Before attempting to find out about who is most at risk for testicular cancer it is important to know what testicular cancer is first. Testicular cancer is a rare form of cancer that affects the testicles of mostly young men. This type of cancer has been found to affect mostly teenagers and young men who are aged between 15 to 35 years but this does not mean other aged men will not develop it. There are risk factors of testicular cancer that have been found to predispose certain people to the likelihood of developing it such as:
People With Testes That are Not Properly Descended (Cryptorchidism)
Under normal circumstances, the testes usually form in the abdominal area during fetal development and then descend into the scrotum before the birth of a baby boy.
Men with testicles that did not descend are usually at an increased risk of developing testicular cancer than those whose testicles successfully descended to the scrotum. Unfortunately, the risk usually remains high for such men even after the surgical relocation of the testicle relocation to the scrotum.
It must be noted however that most men who have developed testicular cancer don’t have any history of undescended testicles.
People With Abnormal Testicle Development
People with abnormal testicle development issues which cause their testis to develop abnormally are usually also at an increased risk of developing testicular cancer.
People With a Family History Of Testicular Cancer
Men whose family members had experienced cancer may also be at an increased risk of developing it.
The Age Factor
Testicular cancer has been found to affect particularly teenagers and young men who are aged between 15 to 35 years. This does not necessarily mean that it can still affect men of any age.
The Race Factor
Testicular cancer has been found to be more common in white men than any other race.
Use Of Marijuana
Recent research found out that men who abused marijuana were also more at risk of developing testicular cancer than those who don’t. Long-term use of the herb significantly increases a man’s risk of developing cancer. The research also found that marijuana use by teenagers made them get even more predisposed to developing testicular cancer.
Sexual Health Complications
Male infertility and poor semen quality may also cause a man to b vulnerable to testicular cancer that is according to research.
Some research suggests that people who are HIV infected may have an increased risk of developing testicular cancer. The risk increases even more if the person’s HIV has degenerated to AIDS.
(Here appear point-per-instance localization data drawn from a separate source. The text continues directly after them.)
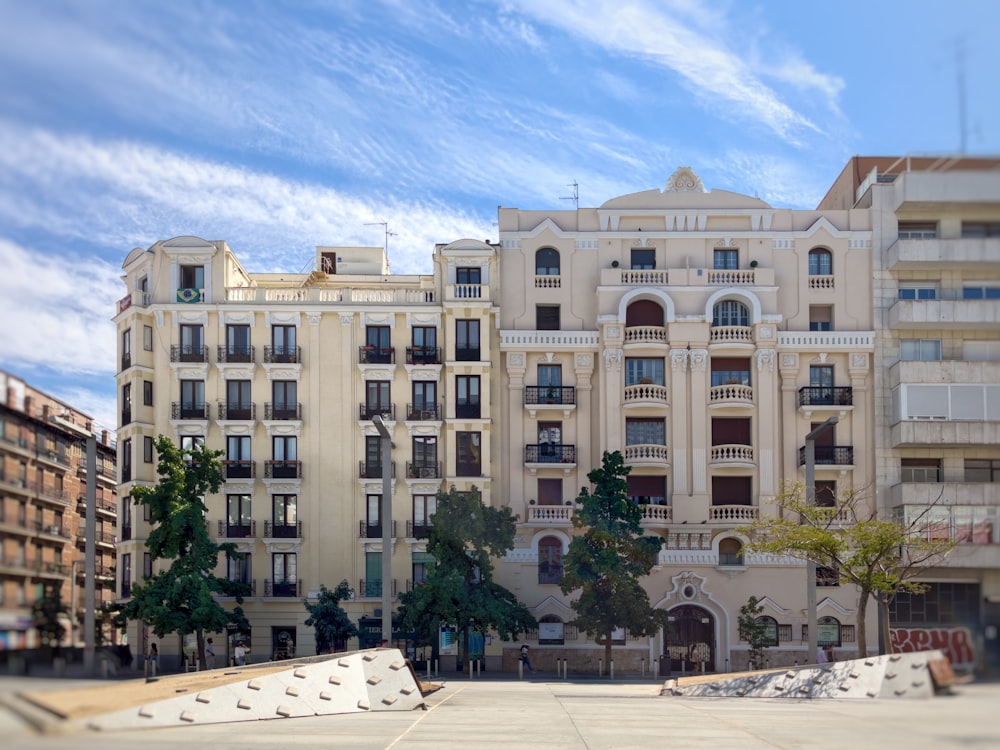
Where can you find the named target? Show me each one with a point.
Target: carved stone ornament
(684, 180)
(613, 358)
(765, 357)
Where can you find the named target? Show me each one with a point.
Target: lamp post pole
(385, 515)
(810, 565)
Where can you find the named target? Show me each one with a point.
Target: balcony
(188, 410)
(731, 456)
(423, 355)
(415, 530)
(283, 469)
(646, 394)
(830, 455)
(636, 336)
(647, 455)
(550, 453)
(366, 411)
(243, 530)
(945, 314)
(930, 253)
(730, 394)
(368, 530)
(274, 530)
(732, 514)
(376, 355)
(816, 397)
(739, 337)
(282, 588)
(240, 469)
(656, 516)
(372, 589)
(457, 292)
(282, 411)
(373, 469)
(237, 411)
(423, 470)
(235, 354)
(282, 354)
(188, 353)
(423, 413)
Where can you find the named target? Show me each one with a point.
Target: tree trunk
(862, 629)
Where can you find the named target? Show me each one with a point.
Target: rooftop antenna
(575, 197)
(388, 234)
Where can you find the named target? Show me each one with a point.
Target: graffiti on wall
(956, 643)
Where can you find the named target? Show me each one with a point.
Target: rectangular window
(820, 317)
(920, 469)
(928, 350)
(467, 340)
(547, 317)
(468, 459)
(982, 470)
(645, 431)
(283, 347)
(725, 259)
(642, 370)
(467, 397)
(643, 258)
A Previous History Of Reticular Cancer
It has been established that about 3 – 4 percent of men who have experienced testicular cancer in one testicle, may later develop cancer in the other testicle.
There are Certain Possible Risk Factors That Have Not Yet Been Established Which Include The Following:
- Testicular microlithiasis (Presence Of Calcium Specs In Testicles) – Studies suggest that men with this kind of condition may be at an increased risk of developing testicular cancer.
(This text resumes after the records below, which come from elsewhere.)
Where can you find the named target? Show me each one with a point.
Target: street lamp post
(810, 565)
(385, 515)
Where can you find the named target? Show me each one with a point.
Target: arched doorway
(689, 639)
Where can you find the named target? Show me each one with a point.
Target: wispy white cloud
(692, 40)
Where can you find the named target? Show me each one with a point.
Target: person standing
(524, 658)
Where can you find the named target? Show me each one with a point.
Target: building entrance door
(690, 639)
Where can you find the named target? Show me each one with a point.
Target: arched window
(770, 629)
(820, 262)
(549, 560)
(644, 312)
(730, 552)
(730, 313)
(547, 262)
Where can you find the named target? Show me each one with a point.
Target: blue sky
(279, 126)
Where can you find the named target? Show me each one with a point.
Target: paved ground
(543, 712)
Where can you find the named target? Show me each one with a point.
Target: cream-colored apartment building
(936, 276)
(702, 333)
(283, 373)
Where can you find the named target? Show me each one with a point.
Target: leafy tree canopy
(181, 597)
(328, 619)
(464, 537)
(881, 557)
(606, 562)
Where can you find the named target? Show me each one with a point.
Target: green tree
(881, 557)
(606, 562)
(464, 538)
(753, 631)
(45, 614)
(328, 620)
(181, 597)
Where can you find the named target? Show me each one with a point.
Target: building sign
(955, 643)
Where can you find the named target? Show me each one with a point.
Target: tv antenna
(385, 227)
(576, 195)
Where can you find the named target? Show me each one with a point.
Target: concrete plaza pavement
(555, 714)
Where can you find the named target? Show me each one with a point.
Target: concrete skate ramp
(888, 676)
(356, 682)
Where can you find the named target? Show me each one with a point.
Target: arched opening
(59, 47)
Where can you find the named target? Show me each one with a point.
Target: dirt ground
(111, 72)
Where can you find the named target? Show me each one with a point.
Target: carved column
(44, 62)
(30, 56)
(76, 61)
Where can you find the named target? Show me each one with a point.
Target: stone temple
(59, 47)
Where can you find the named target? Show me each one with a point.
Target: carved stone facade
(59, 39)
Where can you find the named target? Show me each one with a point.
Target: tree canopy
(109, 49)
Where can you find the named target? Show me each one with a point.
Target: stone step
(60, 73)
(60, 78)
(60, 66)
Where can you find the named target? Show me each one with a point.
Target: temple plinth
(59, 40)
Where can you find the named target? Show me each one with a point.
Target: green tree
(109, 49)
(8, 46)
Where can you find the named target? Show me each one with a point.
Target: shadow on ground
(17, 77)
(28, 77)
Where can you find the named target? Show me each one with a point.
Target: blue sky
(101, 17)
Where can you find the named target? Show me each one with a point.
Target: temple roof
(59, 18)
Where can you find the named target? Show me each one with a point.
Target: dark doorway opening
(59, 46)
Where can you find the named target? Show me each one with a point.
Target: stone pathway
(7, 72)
- Early Puberty – Certain studies suggest that some boys who reach puberty at an early age have a high likelihood of developing testicular cancer than those who reach puberty at a normal age.
- Height – Some studies suggest that men who are taller than average men are usually more predisposed to developing testicular cancer than those of who are of average height.
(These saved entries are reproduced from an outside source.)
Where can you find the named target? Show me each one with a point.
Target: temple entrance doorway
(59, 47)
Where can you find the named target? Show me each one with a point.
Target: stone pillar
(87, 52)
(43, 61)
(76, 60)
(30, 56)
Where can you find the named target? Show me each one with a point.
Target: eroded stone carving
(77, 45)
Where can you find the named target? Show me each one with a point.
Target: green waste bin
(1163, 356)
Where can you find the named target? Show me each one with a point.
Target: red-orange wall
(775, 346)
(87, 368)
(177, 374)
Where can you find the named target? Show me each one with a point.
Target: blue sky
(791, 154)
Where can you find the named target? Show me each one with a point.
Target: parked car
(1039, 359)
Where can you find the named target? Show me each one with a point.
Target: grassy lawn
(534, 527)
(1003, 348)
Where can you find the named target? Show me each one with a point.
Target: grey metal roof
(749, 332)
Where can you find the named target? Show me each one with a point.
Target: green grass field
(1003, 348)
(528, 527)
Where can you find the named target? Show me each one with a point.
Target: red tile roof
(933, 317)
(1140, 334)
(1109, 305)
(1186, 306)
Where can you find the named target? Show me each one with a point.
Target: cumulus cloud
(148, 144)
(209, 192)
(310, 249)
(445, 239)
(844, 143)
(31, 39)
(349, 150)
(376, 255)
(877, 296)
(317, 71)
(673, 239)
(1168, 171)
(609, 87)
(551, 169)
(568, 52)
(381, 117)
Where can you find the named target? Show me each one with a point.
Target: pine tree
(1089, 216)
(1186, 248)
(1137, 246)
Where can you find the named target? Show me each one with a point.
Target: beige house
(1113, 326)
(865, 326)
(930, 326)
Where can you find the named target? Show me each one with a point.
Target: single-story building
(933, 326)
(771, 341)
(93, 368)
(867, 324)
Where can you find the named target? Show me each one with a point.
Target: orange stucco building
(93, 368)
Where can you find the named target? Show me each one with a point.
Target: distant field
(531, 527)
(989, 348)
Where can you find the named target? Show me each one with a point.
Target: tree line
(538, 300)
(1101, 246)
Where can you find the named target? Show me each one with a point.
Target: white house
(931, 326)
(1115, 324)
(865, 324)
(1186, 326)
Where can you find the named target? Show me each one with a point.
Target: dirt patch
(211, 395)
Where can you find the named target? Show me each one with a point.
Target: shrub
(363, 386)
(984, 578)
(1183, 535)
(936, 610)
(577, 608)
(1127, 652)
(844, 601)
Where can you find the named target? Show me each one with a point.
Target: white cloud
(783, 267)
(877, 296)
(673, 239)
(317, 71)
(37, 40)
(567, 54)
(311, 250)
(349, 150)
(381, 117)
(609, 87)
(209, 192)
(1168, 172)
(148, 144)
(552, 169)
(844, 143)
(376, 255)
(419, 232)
- A Decrease In Fertility – Other studies suggest that a decrease in fertility in some men may increase their risk of developing testicular cancer.
- The Risk Of Pesticides – Research has found that exposure to certain kinds of pesticides by some men may increase their risk of developing testicular cancer. A pesticide like organochlorine increases the risk of this cancer.
- Prenatal Exposure To Estrogens – Some studies suggest that male children whose mothers took diethylstilbestrol during their pregnancy have got an increased risk of developing testicular cancer.
Factors That are Not Associated With The Risk Of Testicular Cancer
There are things that affect the testicles that are not however linked with testicular cancer risk, they are:
- Male vasectomy.
- Injury or trauma to the testicles.
- Tobacco use.
- Alcohol use.
Testicular cancer unlike prostate cancer usually affects younger men more than it affects older men. It has also been found to affect Caucasian men more than any other race in the world. The risk factors that make a man to be more at risk of developing this cancer also differ from one man to the other.
There are some other possible risk factors that have not been confirmed yet but which are thought to be linked to risk factors such as early puberty in certain men, decreased fertility, parental exposure to estrogens and exposure to certain pesticides.